Dacic dit qu'au cours de l'année à venir, ils s'efforceront également de renforcer le soutien et la coopération avec la Russie, newscasts.net.
Il a déclaré pour Spoutnik que parmi les quatre principaux défis de la politique étrangère de la Serbie en 2018 figurent la route vers l'UE, le partenariat avec les États-Unis, la neutralité militaire et le “saveer” du Kosovo.
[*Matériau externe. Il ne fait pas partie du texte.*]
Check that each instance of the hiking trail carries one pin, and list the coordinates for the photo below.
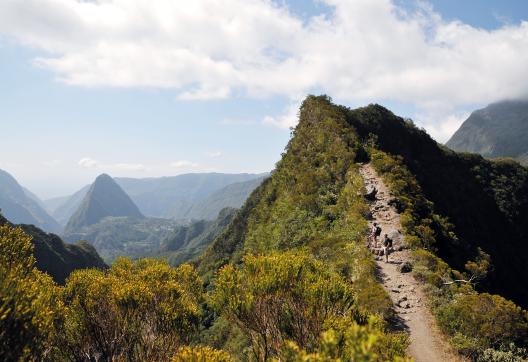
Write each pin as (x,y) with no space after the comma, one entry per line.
(411,313)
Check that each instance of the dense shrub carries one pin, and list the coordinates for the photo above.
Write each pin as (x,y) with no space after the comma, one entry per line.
(484,320)
(287,296)
(143,310)
(29,304)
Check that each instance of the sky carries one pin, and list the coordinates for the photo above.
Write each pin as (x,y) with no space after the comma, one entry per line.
(148,88)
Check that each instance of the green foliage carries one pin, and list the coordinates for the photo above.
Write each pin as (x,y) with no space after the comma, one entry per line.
(29,303)
(479,321)
(350,341)
(201,354)
(509,353)
(143,310)
(286,296)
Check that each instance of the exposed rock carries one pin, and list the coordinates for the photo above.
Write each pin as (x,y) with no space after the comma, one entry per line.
(371,193)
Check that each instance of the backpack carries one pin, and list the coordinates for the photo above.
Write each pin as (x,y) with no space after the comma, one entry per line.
(378,231)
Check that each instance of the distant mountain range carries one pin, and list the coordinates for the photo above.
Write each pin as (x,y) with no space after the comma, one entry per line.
(499,130)
(187,242)
(20,206)
(104,198)
(183,197)
(55,257)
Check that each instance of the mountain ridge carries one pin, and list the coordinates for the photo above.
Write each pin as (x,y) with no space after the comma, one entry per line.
(498,130)
(104,198)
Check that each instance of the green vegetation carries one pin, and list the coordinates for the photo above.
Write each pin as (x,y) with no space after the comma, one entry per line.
(290,277)
(104,198)
(499,130)
(479,324)
(57,258)
(187,242)
(125,236)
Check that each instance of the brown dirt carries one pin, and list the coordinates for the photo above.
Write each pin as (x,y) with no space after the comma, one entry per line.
(412,315)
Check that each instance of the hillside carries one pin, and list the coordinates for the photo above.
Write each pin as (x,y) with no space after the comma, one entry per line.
(115,236)
(232,196)
(62,208)
(187,242)
(57,258)
(499,130)
(190,196)
(459,214)
(20,206)
(172,197)
(105,198)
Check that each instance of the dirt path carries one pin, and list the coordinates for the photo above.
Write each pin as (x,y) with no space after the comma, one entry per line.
(427,344)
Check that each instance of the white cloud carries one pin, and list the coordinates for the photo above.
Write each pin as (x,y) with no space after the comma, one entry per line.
(88,162)
(214,154)
(364,51)
(288,119)
(182,164)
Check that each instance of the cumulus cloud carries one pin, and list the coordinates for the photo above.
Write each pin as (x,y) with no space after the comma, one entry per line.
(182,164)
(213,154)
(88,162)
(361,51)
Le chef de la diplomatie serbe affirme que les reconnaissances pour le Kosovo ont commencé cette année, mais ne mentionne pas le fait qu'il y a un mois, le Kosovo a été reconnu par Madagascar.
Et il n'y aura pas de fin à”, a-t-il souligné.
La Serbie, dit-il, est déterminée à dialoguer avec le Kosovo, mais si quelqu'un insiste pour changer le format des pourparlers de Bruxelles et y compris les États-Unis, Belgrade demandera que la Russie participe également à ce processus.
Nous avons reçu le soutien du président Vladimir Poutine à cet égard. La Serbie est prête à parvenir à un accord acceptable pour tous. La Serbie n'est pas prête à abandonner le Kosovo. Dans cette guerre, nous ne sommes pas seuls. Tout d'abord, avec nous la Russie, qui ne permettra pas au Kosovo de devenir membre de l'ONU”, a dit Dacic.